I kind of get where Yonny is coming from though Jon - and this is his experience with dealing with Totika.
Yes a lot of contractors will not be out of pocket (and in fact a lot will save money) with Totika, as they are likely to already be pre-qualified at the appropriate level with one of the participating schemes.
However in Yonny's case it seems like they would also have to switch pre-qual providers (and I am assuming they are a large company) so $1200-$1500, plus if they engage subcontractors themselves it is likely they would have been instructed to sign up as a "Suppliers with own Supply Chain" at a cost of $1000 for the "buyer" functionality of Totika - so all up they are looking at a cost of over $2000 (although only a portion would go to Totika).
As you say though, this is only the starting iteration of the process for improvement in this space, although to be honest there are much bigger issues with NZ's accepted procurement practices - just take NZTA Board Chairman's public statement of the extreme disappointment in the delays to opening Transmission Gulley despite NZTA making their expectations clear and pushing very hard for it to open, their is not even the slightest bit of consideration of the contractor's point of view from the NZTA Board - how can we get anywhere to improve all project outcomes if we still have leading organisations run by boards or management teams without a mindset of collaboration with all involved in projects to best manage the risks (not just safety) between those involved rather than lumping the risk onto the contractor and demanding that things don't change from the idealised concept that was first scribbled down 5+ years ago? To be honest a lot of this probably also goes back to how public money is allocated, spent and justified...in other words the Government can't be seen wasting money, so we just make out that it is just the contractor to blame (and is there anything we learn anything from the current hot topic that "you can either blame or learn, but you can't do both").

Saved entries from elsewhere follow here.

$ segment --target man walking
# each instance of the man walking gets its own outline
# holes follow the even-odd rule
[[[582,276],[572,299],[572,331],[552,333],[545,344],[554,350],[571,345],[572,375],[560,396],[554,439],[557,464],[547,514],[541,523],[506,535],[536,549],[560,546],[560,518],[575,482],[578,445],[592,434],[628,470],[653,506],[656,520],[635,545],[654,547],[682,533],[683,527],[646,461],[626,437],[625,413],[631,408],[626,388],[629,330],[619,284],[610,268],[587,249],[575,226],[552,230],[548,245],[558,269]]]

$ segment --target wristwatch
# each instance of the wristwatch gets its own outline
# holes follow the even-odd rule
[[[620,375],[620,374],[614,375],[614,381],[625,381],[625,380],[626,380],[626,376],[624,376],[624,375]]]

And that is my main point... contractor prequalification was never really the problem, how many convictions have there been of a Principle Contractor failing to Pre-Qualify their subcontractors? I am going to bet on 0 - there are plenty of cases where their failure was to consult, or co-ordinate, or co-operate with their subcontractors to manage risks, but there will be none in which a judge has effectively said "you are being convicted because you did not ask for your subcontractors safety information before you asked them to give you a quote" and definitely none where the defense of "but I prequalified them so I'm not responsible" actually worked.
"Blanket" Contractor Prequalification (as is the current norm either in house or by 3rd party) has effectively been a parasitic solution that never really had a problem to solve, except for providing a false sense of security to senior management and Boards that they were actually managing the "sub-contractor" safety risk. In other words - it was always implied as solving your "sub-contractor management" risks so you had your ass covered when a sub-contractor seriously hurt or killed someone. Evidence of this is how often in the tendering process it is accepted that a supplier's quote will be accepted on the prevision that they will achieve the requirements of any "safety pre-qualification" clause before the contract is signed (or even better, before work is to start on site). This is the point of the OP that started this discussion in the first place.
I do question though if an iterative response is best in this case - or do we simply accept that the current state of pre-qual is at least something, while working to provide better industry specific procurement guidelines and guidance (including safety) -
WorkSafe NZ and
NZ Government H&S Lead do provide some general guidelines, and interestingly neither of these advocate for "blanket" pre-qualification as we have now but rather a project specific pre-qualification process as part of the tendering process which is proportional to the size and complexity of the project (so vague but this is where industry specific guidelines can step in to fill the gap of what "proportional" actually looks like).
But even this doesn't get down into the crux of it... which is that "safety" isn't an independent or static variable in the contract management space. There are a lot of different influences on safety both from within a contractor's own company and from outside of it, and these change throughout the lifecycle of a contract - depending on the circumstances an excellent "pre-qualified" contractor may resort to "less safe" practices when up against it (i.e. there's not enough trench shields available in the region so we're only using them on "high-risk" excavations because none of our clients can accept a delay to their project"). The improvements needed required us to understand this and accept that risks are best managed in collaboration with all project stakeholders not just lumped onto one of them, and that simply things do and will change from what was planned at the start of a project.
I guess my philosophical question to you regarding Totika and the OP is; do you see Totika as a stop-gap (to be disbanded when the actual issues are resolved), or do you see a future iteration of Totika's Pre-qualification as the end goal?